Sysmon
Sysmonとは?

Windowsには標準で「イベントログ」機能が備わっているが、既定の設定では記録できる情報量に限りがあり、不正アクセスやマルウェア感染の原因を追うには不十分なことが多い。Sysmonはその不足を補う形で動作する。
Sysmonは、どのプログラムが実行されたか、どのプロセスが別のプロセスを起動したか、どのIPアドレスと通信したか、どのファイルが作成・変更されたかを記録する。各記録には実行日時、ユーザー名、実行ファイルのパス、ハッシュ値なども含まれるため、後から詳細な追跡が可能になる。一度インストールするとシステムに組み込まれ、再起動後も自動で監視を継続する。
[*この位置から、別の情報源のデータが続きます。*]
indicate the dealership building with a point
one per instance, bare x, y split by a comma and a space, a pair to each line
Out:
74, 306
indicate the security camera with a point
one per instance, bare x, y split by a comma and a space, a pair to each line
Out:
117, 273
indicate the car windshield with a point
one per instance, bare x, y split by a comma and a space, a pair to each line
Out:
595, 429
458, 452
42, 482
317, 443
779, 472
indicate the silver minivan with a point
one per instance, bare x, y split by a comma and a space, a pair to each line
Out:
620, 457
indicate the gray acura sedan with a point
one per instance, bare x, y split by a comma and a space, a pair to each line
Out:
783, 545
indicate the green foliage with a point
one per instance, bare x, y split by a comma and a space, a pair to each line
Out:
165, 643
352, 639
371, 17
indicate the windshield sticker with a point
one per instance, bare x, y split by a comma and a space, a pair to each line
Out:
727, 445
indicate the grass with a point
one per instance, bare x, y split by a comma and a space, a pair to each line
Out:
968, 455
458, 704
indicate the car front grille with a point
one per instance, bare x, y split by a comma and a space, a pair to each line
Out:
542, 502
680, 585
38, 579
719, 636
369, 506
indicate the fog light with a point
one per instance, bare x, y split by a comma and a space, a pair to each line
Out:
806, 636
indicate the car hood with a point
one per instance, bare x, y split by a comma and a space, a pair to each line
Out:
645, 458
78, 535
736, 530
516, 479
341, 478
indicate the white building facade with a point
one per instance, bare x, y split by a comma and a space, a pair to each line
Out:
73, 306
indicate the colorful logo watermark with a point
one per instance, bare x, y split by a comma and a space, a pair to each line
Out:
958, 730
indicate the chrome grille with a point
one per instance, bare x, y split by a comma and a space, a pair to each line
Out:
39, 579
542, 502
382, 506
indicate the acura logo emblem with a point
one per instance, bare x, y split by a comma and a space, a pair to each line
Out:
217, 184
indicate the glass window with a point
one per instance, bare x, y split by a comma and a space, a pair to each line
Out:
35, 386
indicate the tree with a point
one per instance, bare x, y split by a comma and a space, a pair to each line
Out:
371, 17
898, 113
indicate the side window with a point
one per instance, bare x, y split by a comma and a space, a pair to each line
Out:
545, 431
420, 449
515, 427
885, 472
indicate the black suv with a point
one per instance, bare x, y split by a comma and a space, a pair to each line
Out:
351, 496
記録されたログはWindowsの「イベントビューア」に保存されるため、既存の管理ツールとそのまま連携できる。監視内容はXML形式の設定ファイルで細かく制御でき、特定のプロセスや通信先だけを対象にするといった絞り込みが可能である。全操作を無差別に記録するとログ量が膨大になってストレージや性能に影響するため、不要な記録を除外しながら必要な情報だけを収集する運用が一般的である。
セキュリティ対策として、攻撃者がどの手順でシステムを操作したかを解明するためにSysmonのログを参照することがある。マルウェアがどのファイルを書き換え、どのサーバと通信したかという一連の足跡を記録から再現できるため、被害範囲や侵入経路の特定を円滑に進められる。
また、「SIEM」や「EDR」などのセキュリティ分析製品へのデータ供給源としても使われ、複数端末のログを中央サーバに集約して横断的に解析するといった用途にも使われる。Sysmon自体は記録に特化したツールであり、集計や分析を行ったり攻撃を自動で遮断する機能は持たないため、収集したログを分析する仕組みと、分析結果に基づいてセキュリティ技術者が即応する運用体制を別途整える必要がある。